Habíase despojado ya del luto, y gustaba de vestir dentro de sus
dominios unas batas ó peplos livianos, ondulantes y de célicas
entonaciones. Alberto, en la huerta de al lado, pintaba con singular
aplicación. La viuda acechaba al mozo, oculta entre los pomares,
y como no le desagradase su pergeño, sencillez y buen aire, fué
aficionándosele y discurriendo un arbitrio con que acercarse á él.
Mandó levantar un terradillo, en la tapia medianera, y á él subía en
atardeciendo, vaporosamente, á tiempo que las estrellas asomaban en el
cielo. Alberto, en un principio, no le concedió mucha importancia. La
viuda estaba determinada en hablar al pintor, pero no se le deparaba
coyuntura. Por fin, una tarde que lo tuvo cerca, á pretexto de unas
plantas de rábanos, rompió á hablar así entre dengues y rubores:
--Joven. ¡Ay! Usted dispense. ¡Jesús, qué atrevimiento! Le he llamado á
usted sin darme cuenta, distraídamente.
La viuda, envuelta en tules azul pálido, se recodaba en lo alto de
la cerca, la cual, por la parte de Alberto, estaba recubierta de
melocotoneros, en espaldera.
--Mándeme usted, señora --respondió Alberto, acercándose con
naturalidad al sitio por donde asomaba la Ciorretti.
--Dirá usted que estoy loca --se ocultaba el rostro con las manos--.
¿De veras me dispensa usted?
--Pero ¿de qué? Si es por haberme dirigido la palabra, se lo debo
agradecer...
--Muy amable. Su huerta es muy bonita, y está muy bien cuidada. Desde
aquí se domina muy bien. El jardín, ya no tanto. Digo que no se domina
tanto, por los árboles. Parece que tiene usted muchas flores.
--Todas á su disposición...
--No será tanto... Ya tendrá usted algunos compromisos...
--¡Qué tontería! --comentó Alberto, riéndose con ingenuidad--. Ahora es
usted la que debe perdonar; una exclamación involuntaria.
--No, si me gusta que me trate con confianza: al fin y al cabo somos
vecinos. Usted solo, según me han dicho, ¿verdad? Yo sola. ¡Ay! Y usted
pensará: ¡Qué pesada se pone Pía Octavia!

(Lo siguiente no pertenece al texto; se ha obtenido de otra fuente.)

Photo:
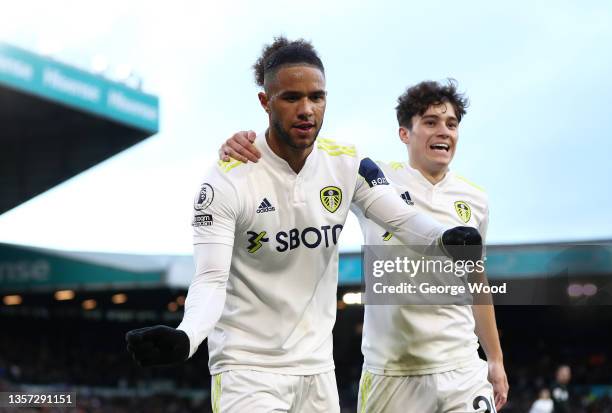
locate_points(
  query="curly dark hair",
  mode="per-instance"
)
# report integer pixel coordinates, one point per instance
(282, 52)
(418, 98)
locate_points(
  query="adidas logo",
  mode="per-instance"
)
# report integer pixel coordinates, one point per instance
(406, 197)
(265, 206)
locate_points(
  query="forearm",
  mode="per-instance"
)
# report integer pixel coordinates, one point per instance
(207, 292)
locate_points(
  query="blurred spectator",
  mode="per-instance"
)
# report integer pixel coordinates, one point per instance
(544, 404)
(560, 393)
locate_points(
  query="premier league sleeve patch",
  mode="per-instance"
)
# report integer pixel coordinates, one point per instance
(203, 198)
(372, 173)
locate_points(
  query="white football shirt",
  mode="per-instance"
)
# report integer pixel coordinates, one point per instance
(284, 229)
(423, 339)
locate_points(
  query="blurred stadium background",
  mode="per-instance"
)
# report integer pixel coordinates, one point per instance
(63, 314)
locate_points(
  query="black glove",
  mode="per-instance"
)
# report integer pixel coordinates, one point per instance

--No, no; no pienso tal. Pero usted iba á decirme algo, al principio,
Pía Octavia.
--Se va usted á reir. Pues... me gustan mucho los rábanos. Aquellas
plantas, ¿son rábanos?
--Se lo preguntaré á Celedonio.
--Lo son; los conozco muy bien. Tire usted de una matita, verá como
sale el rabanito. Así, no; que se rompe la mata. ¡Jesús, qué torpe! ¿Lo
ve usted? Ya se ha roto. Voy yo á su huerta, es decir, si usted me lo
consiente.
--No faltaba más. ¿Á salto?
--¡Qué horror! En dos minutos estoy ahí. Desapareció detrás de la tapia.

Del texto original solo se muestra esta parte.